Marlborough High School is a secondary school in Zimbabwe which is located in a Harare suburb called Marlborough. Marlborough is to the north of Harare City Centre and lies between the roads leading to Chinhoyi and Bindura from  Harare. Marlborough High School caters for school children aged between 12 and 19 years. School children of this age will be in Forms 1 to 6 of their secondary school education.

Marlborough High School was established before the independence of Zimbabwe and it served mainly white children during the colonial period. Use of English language is compulsory at all times whilst within the school grounds. There are boarding facilities at this school which serves both boys and girls. The boarding house for boys is called Chartwell House and the house for girls is called Blenheim House. Approximately 120 boys and 120 girls are boarders. The rest of the students are not boarders and come from within the school catchment area with a few coming from other residential areas of Harare.

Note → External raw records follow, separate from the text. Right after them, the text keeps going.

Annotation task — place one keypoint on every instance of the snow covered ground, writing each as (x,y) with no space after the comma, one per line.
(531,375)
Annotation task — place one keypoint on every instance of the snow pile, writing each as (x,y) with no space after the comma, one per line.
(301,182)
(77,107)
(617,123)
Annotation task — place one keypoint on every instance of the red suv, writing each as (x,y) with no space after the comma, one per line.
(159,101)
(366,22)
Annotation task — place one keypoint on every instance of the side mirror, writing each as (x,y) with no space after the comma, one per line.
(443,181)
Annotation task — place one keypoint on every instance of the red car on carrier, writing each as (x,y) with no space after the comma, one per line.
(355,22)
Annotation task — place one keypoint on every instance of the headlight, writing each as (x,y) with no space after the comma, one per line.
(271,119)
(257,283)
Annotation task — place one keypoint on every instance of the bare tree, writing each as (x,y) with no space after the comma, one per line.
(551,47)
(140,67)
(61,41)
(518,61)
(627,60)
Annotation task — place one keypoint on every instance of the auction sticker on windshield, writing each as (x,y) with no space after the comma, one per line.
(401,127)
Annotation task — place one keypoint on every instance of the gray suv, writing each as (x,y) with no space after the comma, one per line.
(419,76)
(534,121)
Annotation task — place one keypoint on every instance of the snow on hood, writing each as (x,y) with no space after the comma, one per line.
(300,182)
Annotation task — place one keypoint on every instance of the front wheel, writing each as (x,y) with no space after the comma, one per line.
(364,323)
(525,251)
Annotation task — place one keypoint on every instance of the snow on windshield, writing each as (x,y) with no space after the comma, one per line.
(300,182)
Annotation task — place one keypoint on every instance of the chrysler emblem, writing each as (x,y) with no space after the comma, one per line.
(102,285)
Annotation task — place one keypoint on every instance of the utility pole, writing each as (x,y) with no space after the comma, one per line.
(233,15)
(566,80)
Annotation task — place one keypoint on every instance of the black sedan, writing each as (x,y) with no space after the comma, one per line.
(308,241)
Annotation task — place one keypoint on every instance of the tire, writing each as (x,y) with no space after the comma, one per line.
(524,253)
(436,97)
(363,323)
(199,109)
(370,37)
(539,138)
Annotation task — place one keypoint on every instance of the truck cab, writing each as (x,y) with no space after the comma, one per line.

Marlborough High School uniform comprises navy blue short and navy blue khakhi style shirt, navy blue socks and black shoes for boys in Form 1 and 2. Form 1 and 2 girls uniform comprise light blue dresses with a navy blue wide collar, navy blue socks and black shoes. Form 3 and 4 boys wear navy blue trousers and light blue shirts with a navy blue and silver stripped tie. During the winter, girls in Form 3 and 4 girls wear navy blue skirts, light blue shirts with navy blue and silver stripped tie. Boys in Forms 5 and 6 wear navy blue trousers, white shirts and navy blue and silver stripped tie and girls in Forms 5 and 6 do wear navy blue skirts, white shirts with navy blue and silver striped ties. All students wear black shoes, navy blue socks and navy blue blazers with a school emblem on the shoulder pocket.

Marlborough High School has produced a fair share of students who proceeded with further education and enrolled at University of Zimbabwe (UZ) and National University of Science and Technology (NUST) and other colleges in Zimbabwe and abroad.

Marlborough High School is popular in sports and its students excel in rugby, cricket, football, netball, basketball, tennis, volleyball, and athletics.